GE Selmer plant is an appliance manufacturing plant in Selmer, Tennessee, owned by GE Appliances, formerly a division of General Electric.

==History==
The plant was opened in 1986 as Monogram Refrigeration LLC.

In 2013, GE announced a $20 million upgrade at the Selmer, Tennessee, Monogram Refrigeration plant to launch a new French door built-in refrigerator platform. The upgrade included retooling assembly lines and installing new metal stamping and welding equipment to insource more parts.

In August 2017, GE Appliances announced a $9.3 million investment to add a 120,000-square-foot facility expansion, two new assembly lines, and shift production of Zoneline PTACs from Appliance Park, create approximately 210 new jobs, effectively doubling the workforce at the plant.

In 2021, GE Applainces invested $5 million to move production of Zoneline vertical terminal air conditioners (VTACs) from Mexico back to the United States.
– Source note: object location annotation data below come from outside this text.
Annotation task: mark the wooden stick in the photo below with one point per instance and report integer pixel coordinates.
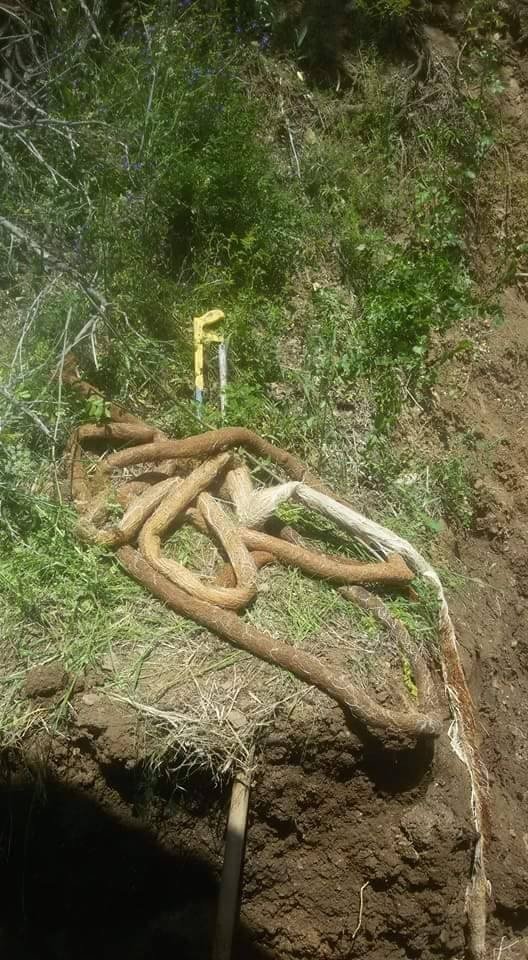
(230, 884)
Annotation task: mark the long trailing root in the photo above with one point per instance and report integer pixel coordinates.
(253, 508)
(303, 665)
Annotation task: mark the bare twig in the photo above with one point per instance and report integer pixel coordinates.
(91, 21)
(360, 916)
(27, 410)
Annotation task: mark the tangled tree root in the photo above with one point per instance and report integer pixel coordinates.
(158, 502)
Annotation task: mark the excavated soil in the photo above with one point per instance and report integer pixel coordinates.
(98, 859)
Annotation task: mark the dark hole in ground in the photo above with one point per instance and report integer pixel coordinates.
(78, 882)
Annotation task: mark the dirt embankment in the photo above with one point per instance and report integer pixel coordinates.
(351, 852)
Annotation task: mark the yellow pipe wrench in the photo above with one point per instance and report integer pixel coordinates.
(202, 335)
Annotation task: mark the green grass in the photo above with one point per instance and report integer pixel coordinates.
(200, 160)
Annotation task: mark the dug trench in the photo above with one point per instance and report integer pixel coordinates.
(353, 851)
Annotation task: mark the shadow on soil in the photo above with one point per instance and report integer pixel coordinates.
(78, 883)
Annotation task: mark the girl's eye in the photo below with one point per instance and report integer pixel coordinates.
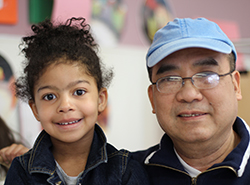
(49, 97)
(79, 92)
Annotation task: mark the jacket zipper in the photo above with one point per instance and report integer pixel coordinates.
(194, 179)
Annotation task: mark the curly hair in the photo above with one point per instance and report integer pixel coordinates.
(71, 42)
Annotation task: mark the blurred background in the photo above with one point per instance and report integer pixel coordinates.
(124, 30)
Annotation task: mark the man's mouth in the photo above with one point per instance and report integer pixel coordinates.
(189, 115)
(70, 123)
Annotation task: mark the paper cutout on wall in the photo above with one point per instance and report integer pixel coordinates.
(112, 13)
(232, 30)
(65, 9)
(39, 10)
(8, 11)
(156, 14)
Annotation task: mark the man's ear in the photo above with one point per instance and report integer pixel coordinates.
(151, 97)
(103, 100)
(34, 109)
(236, 82)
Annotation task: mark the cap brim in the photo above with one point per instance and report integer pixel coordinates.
(163, 51)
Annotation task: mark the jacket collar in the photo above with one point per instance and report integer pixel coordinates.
(237, 159)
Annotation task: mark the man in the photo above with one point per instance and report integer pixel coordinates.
(194, 93)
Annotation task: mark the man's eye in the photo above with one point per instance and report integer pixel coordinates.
(79, 92)
(49, 97)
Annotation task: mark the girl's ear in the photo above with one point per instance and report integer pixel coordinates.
(103, 100)
(34, 109)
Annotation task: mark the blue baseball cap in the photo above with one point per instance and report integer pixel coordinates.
(188, 33)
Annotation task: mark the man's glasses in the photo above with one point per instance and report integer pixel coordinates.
(204, 80)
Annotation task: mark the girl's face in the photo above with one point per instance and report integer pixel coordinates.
(67, 103)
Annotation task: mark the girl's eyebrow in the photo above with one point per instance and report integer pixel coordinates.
(72, 84)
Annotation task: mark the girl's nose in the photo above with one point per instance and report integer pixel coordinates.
(65, 105)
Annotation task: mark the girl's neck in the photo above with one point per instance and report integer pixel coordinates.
(72, 157)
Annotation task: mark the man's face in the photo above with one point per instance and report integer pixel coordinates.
(193, 115)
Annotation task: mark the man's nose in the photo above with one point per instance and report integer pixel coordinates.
(188, 92)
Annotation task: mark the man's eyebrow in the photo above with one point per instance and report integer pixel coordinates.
(206, 62)
(165, 68)
(68, 86)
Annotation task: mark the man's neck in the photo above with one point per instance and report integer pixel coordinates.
(202, 156)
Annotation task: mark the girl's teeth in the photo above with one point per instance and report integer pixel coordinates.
(68, 123)
(189, 115)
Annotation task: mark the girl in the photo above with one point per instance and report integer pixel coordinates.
(64, 84)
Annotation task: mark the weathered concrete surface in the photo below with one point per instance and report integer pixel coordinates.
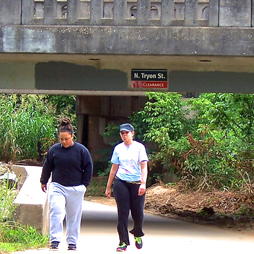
(31, 201)
(188, 41)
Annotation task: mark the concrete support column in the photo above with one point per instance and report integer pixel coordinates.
(143, 12)
(96, 12)
(73, 11)
(49, 11)
(119, 12)
(167, 12)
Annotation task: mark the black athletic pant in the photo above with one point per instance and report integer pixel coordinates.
(127, 199)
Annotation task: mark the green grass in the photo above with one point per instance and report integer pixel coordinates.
(15, 237)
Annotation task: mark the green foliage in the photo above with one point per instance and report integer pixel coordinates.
(212, 149)
(163, 111)
(15, 237)
(7, 196)
(26, 124)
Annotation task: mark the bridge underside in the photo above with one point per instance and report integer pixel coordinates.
(100, 74)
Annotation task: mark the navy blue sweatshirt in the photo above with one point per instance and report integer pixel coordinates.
(70, 166)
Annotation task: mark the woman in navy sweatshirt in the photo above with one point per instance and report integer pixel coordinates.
(70, 165)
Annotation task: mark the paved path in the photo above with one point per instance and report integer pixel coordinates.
(98, 234)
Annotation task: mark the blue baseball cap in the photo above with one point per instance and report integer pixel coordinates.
(126, 127)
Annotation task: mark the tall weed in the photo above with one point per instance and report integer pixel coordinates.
(26, 127)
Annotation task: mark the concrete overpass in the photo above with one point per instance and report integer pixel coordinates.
(110, 52)
(90, 47)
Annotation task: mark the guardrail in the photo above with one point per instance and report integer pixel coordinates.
(127, 12)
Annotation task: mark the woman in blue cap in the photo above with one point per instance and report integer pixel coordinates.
(128, 175)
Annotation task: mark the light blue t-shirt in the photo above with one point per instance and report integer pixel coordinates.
(129, 158)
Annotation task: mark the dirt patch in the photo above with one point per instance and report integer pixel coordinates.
(227, 210)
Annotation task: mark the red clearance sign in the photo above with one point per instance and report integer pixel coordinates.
(150, 78)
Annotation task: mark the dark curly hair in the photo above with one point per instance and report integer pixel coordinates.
(65, 126)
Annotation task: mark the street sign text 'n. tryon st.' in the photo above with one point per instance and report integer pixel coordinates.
(149, 78)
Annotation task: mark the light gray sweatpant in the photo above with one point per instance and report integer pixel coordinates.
(65, 202)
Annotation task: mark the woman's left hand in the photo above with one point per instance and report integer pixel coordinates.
(142, 189)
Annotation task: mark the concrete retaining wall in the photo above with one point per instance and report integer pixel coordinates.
(32, 205)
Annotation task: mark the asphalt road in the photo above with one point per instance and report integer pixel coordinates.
(99, 235)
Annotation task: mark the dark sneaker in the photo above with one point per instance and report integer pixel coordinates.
(54, 245)
(122, 247)
(72, 247)
(138, 242)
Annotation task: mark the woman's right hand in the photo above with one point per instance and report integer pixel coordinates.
(108, 192)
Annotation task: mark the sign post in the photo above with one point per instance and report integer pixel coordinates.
(149, 78)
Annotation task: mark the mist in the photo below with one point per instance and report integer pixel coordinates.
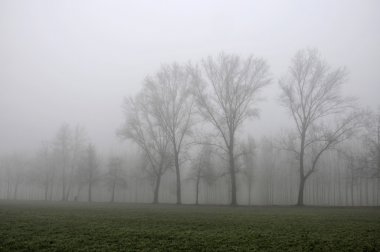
(148, 110)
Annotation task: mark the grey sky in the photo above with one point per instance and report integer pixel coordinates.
(74, 61)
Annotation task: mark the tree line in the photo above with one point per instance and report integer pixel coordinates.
(189, 123)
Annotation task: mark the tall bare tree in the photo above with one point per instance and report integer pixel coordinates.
(78, 146)
(311, 93)
(249, 153)
(62, 147)
(225, 90)
(115, 176)
(146, 132)
(170, 102)
(89, 168)
(202, 169)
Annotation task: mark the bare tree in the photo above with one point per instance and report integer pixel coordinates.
(311, 93)
(115, 176)
(79, 140)
(225, 90)
(202, 169)
(89, 168)
(249, 152)
(62, 146)
(170, 102)
(44, 170)
(146, 132)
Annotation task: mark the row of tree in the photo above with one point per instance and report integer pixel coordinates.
(189, 124)
(219, 94)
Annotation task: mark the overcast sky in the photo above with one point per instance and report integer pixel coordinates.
(74, 61)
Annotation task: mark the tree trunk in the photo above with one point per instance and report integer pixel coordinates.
(249, 192)
(197, 191)
(157, 189)
(113, 191)
(89, 191)
(301, 169)
(178, 175)
(63, 184)
(46, 190)
(233, 178)
(300, 191)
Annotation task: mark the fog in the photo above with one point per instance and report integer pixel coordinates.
(74, 63)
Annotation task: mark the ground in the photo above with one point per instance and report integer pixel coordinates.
(39, 226)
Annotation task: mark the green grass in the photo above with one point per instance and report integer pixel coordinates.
(27, 226)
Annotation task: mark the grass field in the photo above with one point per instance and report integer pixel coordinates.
(27, 226)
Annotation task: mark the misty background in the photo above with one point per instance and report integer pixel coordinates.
(68, 65)
(75, 61)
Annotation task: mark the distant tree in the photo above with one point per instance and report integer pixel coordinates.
(311, 93)
(62, 148)
(90, 168)
(170, 102)
(372, 142)
(144, 129)
(44, 169)
(225, 90)
(202, 169)
(248, 156)
(78, 146)
(115, 176)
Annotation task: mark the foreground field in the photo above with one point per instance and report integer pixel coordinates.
(30, 226)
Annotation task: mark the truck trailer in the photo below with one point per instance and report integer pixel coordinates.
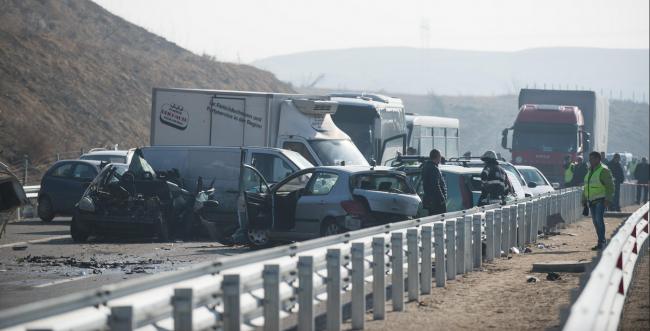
(301, 123)
(554, 123)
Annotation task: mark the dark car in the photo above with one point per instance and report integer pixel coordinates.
(63, 185)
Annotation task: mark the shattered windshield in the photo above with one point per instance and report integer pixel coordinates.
(332, 152)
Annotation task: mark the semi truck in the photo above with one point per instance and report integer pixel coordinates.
(554, 123)
(375, 122)
(301, 123)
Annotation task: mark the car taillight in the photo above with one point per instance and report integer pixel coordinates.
(464, 192)
(353, 207)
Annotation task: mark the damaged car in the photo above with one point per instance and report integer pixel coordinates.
(317, 202)
(133, 200)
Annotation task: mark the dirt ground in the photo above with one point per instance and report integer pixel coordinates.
(636, 314)
(498, 296)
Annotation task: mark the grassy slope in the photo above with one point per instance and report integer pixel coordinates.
(74, 76)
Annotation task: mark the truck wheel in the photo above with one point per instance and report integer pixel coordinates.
(257, 239)
(46, 209)
(161, 230)
(75, 233)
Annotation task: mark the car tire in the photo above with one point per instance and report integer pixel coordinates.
(46, 209)
(160, 228)
(75, 233)
(330, 227)
(257, 239)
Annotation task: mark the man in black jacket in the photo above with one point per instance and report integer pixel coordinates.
(435, 189)
(642, 175)
(581, 170)
(616, 168)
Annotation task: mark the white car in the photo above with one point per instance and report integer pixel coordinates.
(536, 181)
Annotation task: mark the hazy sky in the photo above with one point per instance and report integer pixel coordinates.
(243, 31)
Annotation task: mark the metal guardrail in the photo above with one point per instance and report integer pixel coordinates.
(259, 289)
(600, 304)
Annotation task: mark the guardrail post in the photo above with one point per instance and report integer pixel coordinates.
(498, 223)
(413, 264)
(231, 302)
(271, 298)
(378, 278)
(122, 318)
(460, 246)
(489, 236)
(529, 222)
(468, 244)
(427, 242)
(478, 241)
(306, 293)
(513, 225)
(334, 286)
(183, 306)
(358, 286)
(397, 252)
(505, 237)
(439, 233)
(450, 228)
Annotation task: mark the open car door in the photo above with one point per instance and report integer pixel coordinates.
(254, 202)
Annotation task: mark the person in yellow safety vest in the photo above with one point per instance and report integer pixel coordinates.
(569, 168)
(598, 194)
This investment added a fifth assembly line, creating 33 new jobs and increasing the plant's total workforce to 465 employees.

In August 2023, GE Appliances invested $34 million to expand its Monogram Refrigeration plant in Selmer, Tennessee. The upgrade added new fabrication equipment and an assembly line for premium bottom-freezer refrigerators, doubling the capacity of Building Two and creating 150 jobs.